The company was founded by Robert Price Strachan and George Henshaw in 1879 as a partnership specialising in the manufacture of paper-bag making machinery, operating from Lewin's Mead in Bristol. In 1920 the business was bought by E. S. & A. Robinson.

In the 1950s, as part of a consortium involving Clarke Chapman, Head Wrightson, C. A. Parsons & Co., A. Reyrolle & Co. and Whessoe and known as the Nuclear Power Plant Company ('NPPC'), it was awarded a contract for reactor mechanical plant at Oldbury nuclear power station. It was subsequently awarded similar contracts at Heysham 2, Hinkley Point B, Hunterston B and Torness nuclear power stations.

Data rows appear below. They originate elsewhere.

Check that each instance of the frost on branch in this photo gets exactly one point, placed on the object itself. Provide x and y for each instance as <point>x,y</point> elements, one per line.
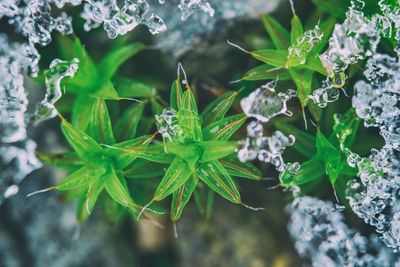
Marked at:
<point>58,70</point>
<point>34,20</point>
<point>322,237</point>
<point>16,162</point>
<point>376,197</point>
<point>119,19</point>
<point>264,104</point>
<point>187,8</point>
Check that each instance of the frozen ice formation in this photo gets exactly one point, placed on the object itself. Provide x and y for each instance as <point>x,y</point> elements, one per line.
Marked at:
<point>376,197</point>
<point>326,94</point>
<point>34,20</point>
<point>322,237</point>
<point>16,162</point>
<point>266,149</point>
<point>167,124</point>
<point>351,41</point>
<point>187,8</point>
<point>15,59</point>
<point>119,17</point>
<point>58,70</point>
<point>299,51</point>
<point>264,104</point>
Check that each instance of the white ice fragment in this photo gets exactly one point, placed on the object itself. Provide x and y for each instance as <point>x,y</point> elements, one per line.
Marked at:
<point>16,162</point>
<point>266,149</point>
<point>167,124</point>
<point>187,8</point>
<point>263,104</point>
<point>301,48</point>
<point>120,18</point>
<point>57,71</point>
<point>322,237</point>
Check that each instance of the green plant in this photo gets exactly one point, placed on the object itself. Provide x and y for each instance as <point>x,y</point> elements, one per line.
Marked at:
<point>198,154</point>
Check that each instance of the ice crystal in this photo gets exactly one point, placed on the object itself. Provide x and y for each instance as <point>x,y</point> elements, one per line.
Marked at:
<point>16,161</point>
<point>264,104</point>
<point>119,19</point>
<point>187,8</point>
<point>324,95</point>
<point>322,237</point>
<point>351,41</point>
<point>266,149</point>
<point>34,20</point>
<point>298,52</point>
<point>376,197</point>
<point>57,71</point>
<point>15,59</point>
<point>167,124</point>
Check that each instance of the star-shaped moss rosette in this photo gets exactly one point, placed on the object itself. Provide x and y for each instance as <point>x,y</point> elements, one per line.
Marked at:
<point>197,148</point>
<point>95,168</point>
<point>295,57</point>
<point>94,82</point>
<point>327,156</point>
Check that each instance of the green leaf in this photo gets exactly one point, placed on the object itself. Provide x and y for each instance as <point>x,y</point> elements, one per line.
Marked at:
<point>218,179</point>
<point>217,109</point>
<point>67,161</point>
<point>310,170</point>
<point>240,169</point>
<point>99,126</point>
<point>333,7</point>
<point>303,80</point>
<point>346,126</point>
<point>296,29</point>
<point>272,57</point>
<point>177,174</point>
<point>126,152</point>
<point>114,59</point>
<point>266,72</point>
<point>144,169</point>
<point>126,125</point>
<point>84,145</point>
<point>81,111</point>
<point>225,128</point>
<point>305,143</point>
<point>314,63</point>
<point>176,94</point>
<point>213,150</point>
<point>181,197</point>
<point>88,199</point>
<point>127,87</point>
<point>329,155</point>
<point>80,178</point>
<point>188,152</point>
<point>117,190</point>
<point>156,108</point>
<point>327,27</point>
<point>188,117</point>
<point>279,35</point>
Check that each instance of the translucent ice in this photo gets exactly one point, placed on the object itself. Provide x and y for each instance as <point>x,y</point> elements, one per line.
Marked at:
<point>167,124</point>
<point>299,51</point>
<point>264,104</point>
<point>119,18</point>
<point>15,59</point>
<point>57,71</point>
<point>34,20</point>
<point>322,237</point>
<point>266,149</point>
<point>187,8</point>
<point>16,161</point>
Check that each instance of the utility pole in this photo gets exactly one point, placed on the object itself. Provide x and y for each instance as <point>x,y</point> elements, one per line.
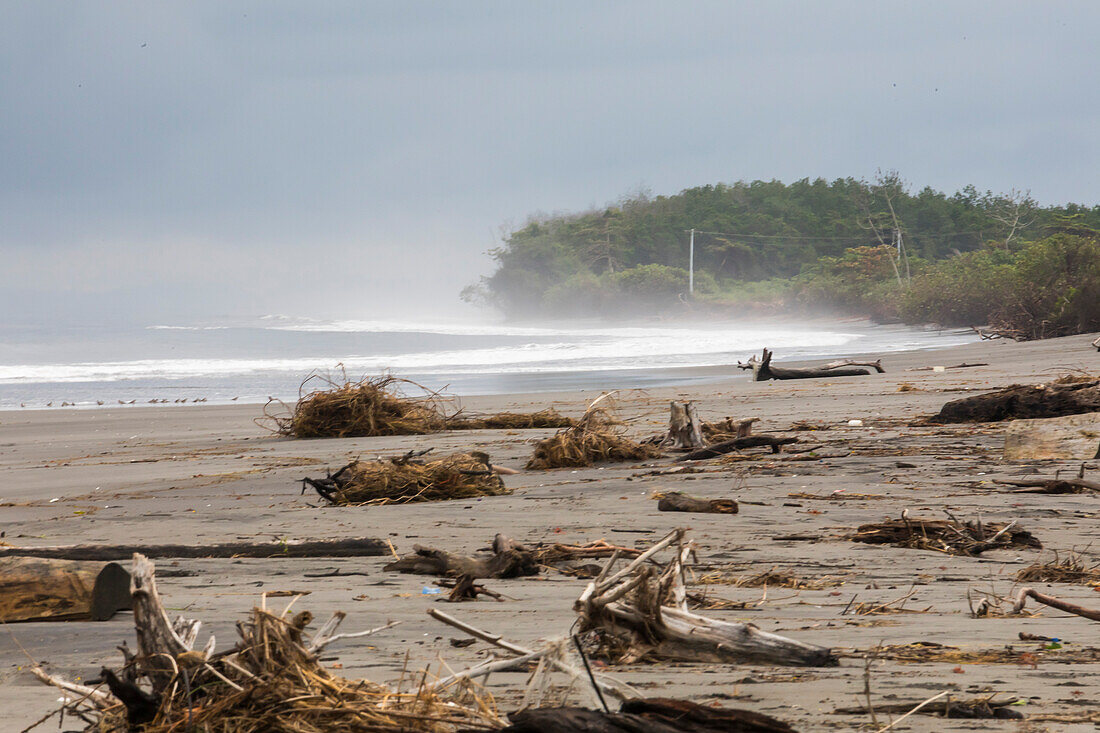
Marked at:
<point>691,264</point>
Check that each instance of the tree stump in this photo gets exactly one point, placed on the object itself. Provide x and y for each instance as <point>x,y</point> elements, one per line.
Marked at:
<point>685,429</point>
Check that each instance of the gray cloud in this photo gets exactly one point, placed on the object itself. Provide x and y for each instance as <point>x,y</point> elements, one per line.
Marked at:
<point>206,157</point>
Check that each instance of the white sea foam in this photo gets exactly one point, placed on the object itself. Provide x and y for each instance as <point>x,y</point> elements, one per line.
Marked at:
<point>563,349</point>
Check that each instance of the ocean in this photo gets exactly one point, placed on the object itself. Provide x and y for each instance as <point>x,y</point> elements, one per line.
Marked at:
<point>251,360</point>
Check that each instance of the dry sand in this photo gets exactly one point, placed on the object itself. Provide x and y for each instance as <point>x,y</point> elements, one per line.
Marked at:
<point>209,474</point>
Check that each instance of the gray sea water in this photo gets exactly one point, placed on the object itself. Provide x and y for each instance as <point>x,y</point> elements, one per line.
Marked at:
<point>250,360</point>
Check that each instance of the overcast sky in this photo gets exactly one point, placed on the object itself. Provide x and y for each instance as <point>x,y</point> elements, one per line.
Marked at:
<point>186,160</point>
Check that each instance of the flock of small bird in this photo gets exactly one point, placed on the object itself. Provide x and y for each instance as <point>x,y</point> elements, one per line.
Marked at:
<point>131,402</point>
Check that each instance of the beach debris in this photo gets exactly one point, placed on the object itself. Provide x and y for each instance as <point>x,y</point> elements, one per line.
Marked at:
<point>508,559</point>
<point>1068,395</point>
<point>763,371</point>
<point>596,437</point>
<point>1025,593</point>
<point>648,715</point>
<point>508,562</point>
<point>282,548</point>
<point>1066,438</point>
<point>40,589</point>
<point>728,429</point>
<point>974,709</point>
<point>948,536</point>
<point>640,612</point>
<point>771,578</point>
<point>272,680</point>
<point>1062,569</point>
<point>385,405</point>
<point>674,501</point>
<point>1055,485</point>
<point>685,430</point>
<point>407,479</point>
<point>776,442</point>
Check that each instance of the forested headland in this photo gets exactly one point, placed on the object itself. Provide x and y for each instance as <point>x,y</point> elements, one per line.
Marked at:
<point>869,248</point>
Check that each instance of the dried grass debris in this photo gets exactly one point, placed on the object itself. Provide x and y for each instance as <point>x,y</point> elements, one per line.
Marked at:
<point>596,438</point>
<point>948,536</point>
<point>404,480</point>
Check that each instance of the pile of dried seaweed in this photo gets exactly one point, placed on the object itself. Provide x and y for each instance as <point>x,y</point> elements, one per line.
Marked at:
<point>969,538</point>
<point>597,437</point>
<point>272,681</point>
<point>370,407</point>
<point>386,405</point>
<point>404,480</point>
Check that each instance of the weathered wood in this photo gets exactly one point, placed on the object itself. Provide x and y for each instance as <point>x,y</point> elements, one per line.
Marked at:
<point>354,547</point>
<point>685,430</point>
<point>1070,437</point>
<point>646,715</point>
<point>762,369</point>
<point>35,589</point>
<point>675,501</point>
<point>776,442</point>
<point>1024,402</point>
<point>160,642</point>
<point>430,561</point>
<point>1025,593</point>
<point>645,612</point>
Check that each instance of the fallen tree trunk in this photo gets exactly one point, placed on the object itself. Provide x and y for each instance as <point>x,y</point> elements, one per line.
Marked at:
<point>685,430</point>
<point>362,547</point>
<point>646,715</point>
<point>509,562</point>
<point>679,502</point>
<point>640,612</point>
<point>35,589</point>
<point>737,444</point>
<point>763,371</point>
<point>1024,402</point>
<point>1074,437</point>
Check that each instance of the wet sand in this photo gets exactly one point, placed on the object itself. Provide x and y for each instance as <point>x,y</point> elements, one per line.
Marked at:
<point>208,474</point>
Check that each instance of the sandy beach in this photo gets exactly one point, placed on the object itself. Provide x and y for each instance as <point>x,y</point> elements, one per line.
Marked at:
<point>206,474</point>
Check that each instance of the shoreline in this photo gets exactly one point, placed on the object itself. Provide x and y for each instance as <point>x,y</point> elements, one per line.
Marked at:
<point>208,474</point>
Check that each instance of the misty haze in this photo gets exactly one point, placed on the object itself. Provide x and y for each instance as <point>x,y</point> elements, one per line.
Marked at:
<point>370,307</point>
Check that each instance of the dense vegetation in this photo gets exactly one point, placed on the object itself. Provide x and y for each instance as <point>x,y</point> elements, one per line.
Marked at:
<point>867,248</point>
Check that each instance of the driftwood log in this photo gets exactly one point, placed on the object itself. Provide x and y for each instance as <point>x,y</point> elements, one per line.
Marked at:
<point>1025,593</point>
<point>640,612</point>
<point>1055,485</point>
<point>762,369</point>
<point>675,501</point>
<point>508,562</point>
<point>1024,402</point>
<point>646,715</point>
<point>776,442</point>
<point>290,548</point>
<point>35,589</point>
<point>685,429</point>
<point>1073,437</point>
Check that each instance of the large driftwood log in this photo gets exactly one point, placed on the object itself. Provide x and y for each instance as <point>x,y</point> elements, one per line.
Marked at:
<point>646,715</point>
<point>1024,402</point>
<point>292,548</point>
<point>675,501</point>
<point>508,562</point>
<point>33,589</point>
<point>776,442</point>
<point>1069,437</point>
<point>645,612</point>
<point>762,369</point>
<point>685,429</point>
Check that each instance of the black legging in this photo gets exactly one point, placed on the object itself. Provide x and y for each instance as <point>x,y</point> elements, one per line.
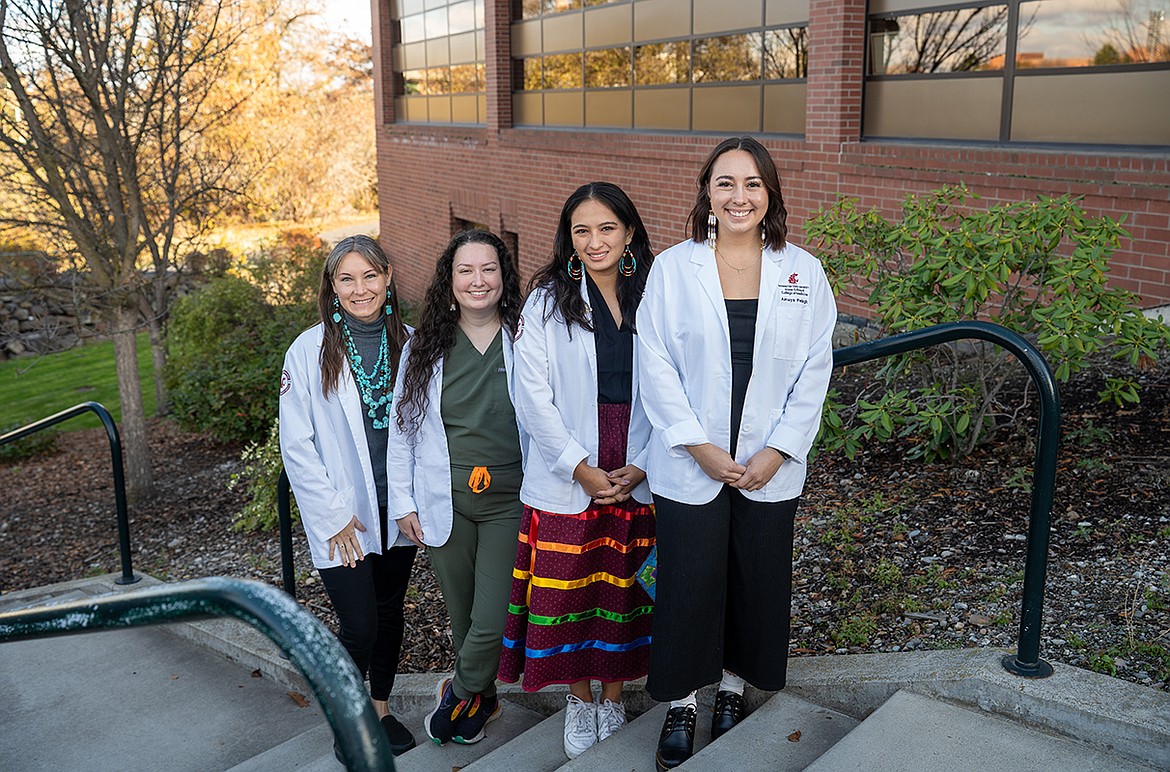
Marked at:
<point>369,599</point>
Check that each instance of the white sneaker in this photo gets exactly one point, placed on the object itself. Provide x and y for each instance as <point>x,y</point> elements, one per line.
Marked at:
<point>611,716</point>
<point>580,726</point>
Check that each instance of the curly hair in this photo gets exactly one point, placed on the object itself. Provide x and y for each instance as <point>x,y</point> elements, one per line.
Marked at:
<point>776,228</point>
<point>553,275</point>
<point>332,349</point>
<point>435,333</point>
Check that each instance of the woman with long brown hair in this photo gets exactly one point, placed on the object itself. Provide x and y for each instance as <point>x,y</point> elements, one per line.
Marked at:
<point>455,464</point>
<point>735,352</point>
<point>577,613</point>
<point>334,419</point>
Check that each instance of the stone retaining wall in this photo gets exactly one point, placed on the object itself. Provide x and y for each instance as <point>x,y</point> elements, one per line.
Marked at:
<point>43,316</point>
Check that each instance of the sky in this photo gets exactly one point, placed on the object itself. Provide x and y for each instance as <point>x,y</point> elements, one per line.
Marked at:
<point>348,15</point>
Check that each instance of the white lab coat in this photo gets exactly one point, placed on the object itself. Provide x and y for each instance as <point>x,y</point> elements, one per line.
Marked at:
<point>325,453</point>
<point>418,466</point>
<point>556,402</point>
<point>685,363</point>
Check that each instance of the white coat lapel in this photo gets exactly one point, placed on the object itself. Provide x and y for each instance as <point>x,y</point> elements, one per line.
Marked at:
<point>585,338</point>
<point>351,405</point>
<point>707,275</point>
<point>771,274</point>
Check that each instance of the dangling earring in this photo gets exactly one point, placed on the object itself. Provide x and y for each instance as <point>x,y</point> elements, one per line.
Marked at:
<point>576,270</point>
<point>627,263</point>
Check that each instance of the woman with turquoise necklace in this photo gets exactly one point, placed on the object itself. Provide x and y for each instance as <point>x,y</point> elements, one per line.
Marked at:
<point>336,391</point>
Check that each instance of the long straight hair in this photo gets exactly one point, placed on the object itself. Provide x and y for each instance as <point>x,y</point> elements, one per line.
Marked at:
<point>332,347</point>
<point>553,275</point>
<point>435,333</point>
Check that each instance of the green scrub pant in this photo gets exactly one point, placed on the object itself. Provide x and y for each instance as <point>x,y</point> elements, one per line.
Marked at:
<point>475,573</point>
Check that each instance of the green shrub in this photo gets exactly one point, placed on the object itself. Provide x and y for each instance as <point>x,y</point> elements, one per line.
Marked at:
<point>1038,268</point>
<point>288,268</point>
<point>262,466</point>
<point>226,349</point>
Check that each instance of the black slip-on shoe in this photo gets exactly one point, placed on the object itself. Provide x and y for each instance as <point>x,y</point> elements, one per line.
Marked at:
<point>729,710</point>
<point>678,741</point>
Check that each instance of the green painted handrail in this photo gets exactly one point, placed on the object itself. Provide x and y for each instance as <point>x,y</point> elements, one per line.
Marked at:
<point>119,478</point>
<point>1026,661</point>
<point>311,647</point>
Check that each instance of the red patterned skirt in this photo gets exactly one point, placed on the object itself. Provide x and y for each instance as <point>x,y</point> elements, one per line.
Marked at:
<point>577,609</point>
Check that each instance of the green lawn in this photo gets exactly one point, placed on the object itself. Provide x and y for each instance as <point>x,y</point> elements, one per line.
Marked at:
<point>35,387</point>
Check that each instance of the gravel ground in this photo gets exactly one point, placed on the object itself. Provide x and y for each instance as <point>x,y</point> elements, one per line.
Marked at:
<point>892,555</point>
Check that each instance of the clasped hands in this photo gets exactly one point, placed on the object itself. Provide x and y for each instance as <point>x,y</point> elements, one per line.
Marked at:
<point>608,487</point>
<point>718,464</point>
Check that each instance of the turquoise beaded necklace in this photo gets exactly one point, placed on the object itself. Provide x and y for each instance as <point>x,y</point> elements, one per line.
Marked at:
<point>377,381</point>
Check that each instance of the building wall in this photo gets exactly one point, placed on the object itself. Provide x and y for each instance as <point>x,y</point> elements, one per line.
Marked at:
<point>433,178</point>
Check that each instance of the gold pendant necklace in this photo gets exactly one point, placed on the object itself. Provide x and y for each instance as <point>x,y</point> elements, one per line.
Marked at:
<point>733,266</point>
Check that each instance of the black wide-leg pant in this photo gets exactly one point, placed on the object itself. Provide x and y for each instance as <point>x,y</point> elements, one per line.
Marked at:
<point>723,593</point>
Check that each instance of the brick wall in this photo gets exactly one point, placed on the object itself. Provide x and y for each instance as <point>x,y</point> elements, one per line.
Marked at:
<point>516,179</point>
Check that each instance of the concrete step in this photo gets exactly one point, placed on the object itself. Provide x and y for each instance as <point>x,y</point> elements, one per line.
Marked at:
<point>914,732</point>
<point>766,739</point>
<point>310,751</point>
<point>541,749</point>
<point>135,700</point>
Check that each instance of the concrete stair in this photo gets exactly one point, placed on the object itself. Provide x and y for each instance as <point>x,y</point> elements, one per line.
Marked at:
<point>188,697</point>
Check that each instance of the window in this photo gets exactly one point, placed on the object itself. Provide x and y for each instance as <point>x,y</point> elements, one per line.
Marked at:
<point>1062,33</point>
<point>621,64</point>
<point>1089,71</point>
<point>961,40</point>
<point>731,57</point>
<point>441,61</point>
<point>660,63</point>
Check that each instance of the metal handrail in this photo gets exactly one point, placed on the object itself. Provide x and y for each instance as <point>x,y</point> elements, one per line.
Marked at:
<point>316,652</point>
<point>284,511</point>
<point>1026,661</point>
<point>119,480</point>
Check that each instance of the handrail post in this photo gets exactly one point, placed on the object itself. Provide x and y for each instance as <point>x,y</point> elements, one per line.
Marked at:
<point>284,511</point>
<point>119,493</point>
<point>119,478</point>
<point>1026,661</point>
<point>315,652</point>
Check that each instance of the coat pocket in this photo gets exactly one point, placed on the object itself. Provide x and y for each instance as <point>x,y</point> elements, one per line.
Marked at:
<point>792,331</point>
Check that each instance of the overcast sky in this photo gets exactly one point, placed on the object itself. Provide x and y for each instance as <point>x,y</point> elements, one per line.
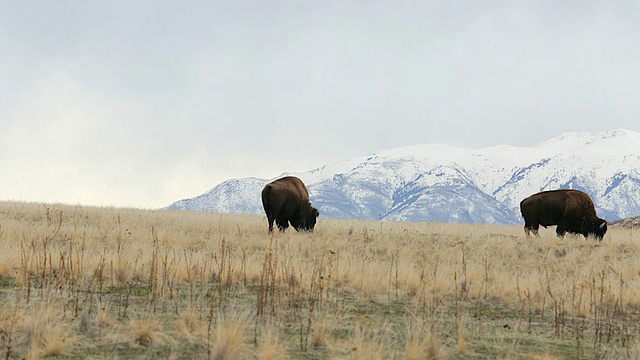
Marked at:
<point>142,103</point>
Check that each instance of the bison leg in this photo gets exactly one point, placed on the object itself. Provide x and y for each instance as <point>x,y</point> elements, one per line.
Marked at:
<point>270,219</point>
<point>528,229</point>
<point>283,224</point>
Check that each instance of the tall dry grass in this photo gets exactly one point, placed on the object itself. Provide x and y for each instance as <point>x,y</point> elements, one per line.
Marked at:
<point>128,283</point>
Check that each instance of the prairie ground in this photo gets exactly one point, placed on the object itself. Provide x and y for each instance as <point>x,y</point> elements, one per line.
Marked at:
<point>113,283</point>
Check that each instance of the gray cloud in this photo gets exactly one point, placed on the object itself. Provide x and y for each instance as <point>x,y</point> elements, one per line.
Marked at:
<point>144,103</point>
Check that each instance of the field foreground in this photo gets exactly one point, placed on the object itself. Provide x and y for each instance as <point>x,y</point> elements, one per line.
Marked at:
<point>84,282</point>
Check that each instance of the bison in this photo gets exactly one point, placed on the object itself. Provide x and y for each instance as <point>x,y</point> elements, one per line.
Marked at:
<point>571,210</point>
<point>286,200</point>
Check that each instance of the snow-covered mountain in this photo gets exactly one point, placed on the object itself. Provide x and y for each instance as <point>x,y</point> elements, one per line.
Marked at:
<point>443,183</point>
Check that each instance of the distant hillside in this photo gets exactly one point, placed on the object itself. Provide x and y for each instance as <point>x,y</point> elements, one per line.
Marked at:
<point>443,183</point>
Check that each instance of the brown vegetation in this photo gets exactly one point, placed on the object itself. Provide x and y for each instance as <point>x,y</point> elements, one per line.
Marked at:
<point>122,283</point>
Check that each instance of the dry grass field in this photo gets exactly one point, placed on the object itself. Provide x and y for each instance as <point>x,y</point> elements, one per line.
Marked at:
<point>111,283</point>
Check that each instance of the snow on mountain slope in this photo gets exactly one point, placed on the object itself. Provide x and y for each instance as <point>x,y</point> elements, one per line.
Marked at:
<point>452,184</point>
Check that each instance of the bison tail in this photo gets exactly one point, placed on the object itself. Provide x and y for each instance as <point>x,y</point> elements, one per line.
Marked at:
<point>265,197</point>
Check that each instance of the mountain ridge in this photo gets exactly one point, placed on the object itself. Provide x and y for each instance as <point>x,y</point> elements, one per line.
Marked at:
<point>444,183</point>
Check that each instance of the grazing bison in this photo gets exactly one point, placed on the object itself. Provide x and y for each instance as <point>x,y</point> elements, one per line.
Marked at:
<point>286,200</point>
<point>571,210</point>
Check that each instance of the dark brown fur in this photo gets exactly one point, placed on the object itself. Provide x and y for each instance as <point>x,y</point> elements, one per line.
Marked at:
<point>571,210</point>
<point>286,200</point>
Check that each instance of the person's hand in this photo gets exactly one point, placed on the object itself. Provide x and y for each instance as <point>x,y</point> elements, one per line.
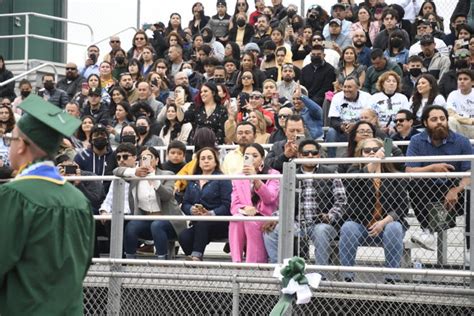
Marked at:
<point>324,218</point>
<point>451,199</point>
<point>290,150</point>
<point>268,227</point>
<point>442,167</point>
<point>376,228</point>
<point>142,171</point>
<point>249,170</point>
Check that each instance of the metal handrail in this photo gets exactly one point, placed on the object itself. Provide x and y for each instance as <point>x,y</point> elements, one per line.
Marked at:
<point>115,34</point>
<point>27,34</point>
<point>30,71</point>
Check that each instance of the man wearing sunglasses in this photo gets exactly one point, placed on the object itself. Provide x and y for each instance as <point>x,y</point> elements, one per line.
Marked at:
<point>319,209</point>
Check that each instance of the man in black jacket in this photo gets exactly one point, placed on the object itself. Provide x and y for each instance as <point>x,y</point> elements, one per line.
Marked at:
<point>318,77</point>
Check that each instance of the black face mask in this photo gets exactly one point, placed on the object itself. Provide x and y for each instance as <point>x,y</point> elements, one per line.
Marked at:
<point>93,57</point>
<point>461,64</point>
<point>396,42</point>
<point>100,143</point>
<point>141,130</point>
<point>316,60</point>
<point>291,13</point>
<point>49,85</point>
<point>129,139</point>
<point>25,94</point>
<point>415,72</point>
<point>270,57</point>
<point>240,22</point>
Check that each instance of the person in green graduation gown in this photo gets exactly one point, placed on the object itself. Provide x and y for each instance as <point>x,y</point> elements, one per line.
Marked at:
<point>46,224</point>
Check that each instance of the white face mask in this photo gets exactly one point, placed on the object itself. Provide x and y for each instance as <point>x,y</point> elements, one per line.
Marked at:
<point>188,72</point>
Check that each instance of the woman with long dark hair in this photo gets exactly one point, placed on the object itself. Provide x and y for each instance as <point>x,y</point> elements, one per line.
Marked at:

In 1966 the company's owners, E.S. & A. Robinson Ltd, merged with John Dickinson Ltd to form Dickinson Robinson Group.

In 1972 the company became the prime contractor for launch systems for the fleet. Then in 1989 Roland Franklin of Pembridge Associates acquired Dickinson Robinson Group and went on to sell Strachan & Henshaw to Weir Group in July 1990.

In April 1998, it bought Bridgetest Holdings Ltd, a Manchester-based engineering company whose subsidiaries included Cunnington & Cooper Ltd, Nuclear and General Engineering Ltd and Wingrove & Rogers, all well-established businesses in the UK nuclear industry. Then in May 2000 the company sold its materials handling equipment division to Sweden's Svedala.

The business was acquired by Babcock International Group for £65 million in April 2008; it was subsequently fully integrated into Babcock and the Strachan & Henshaw name is no longer used.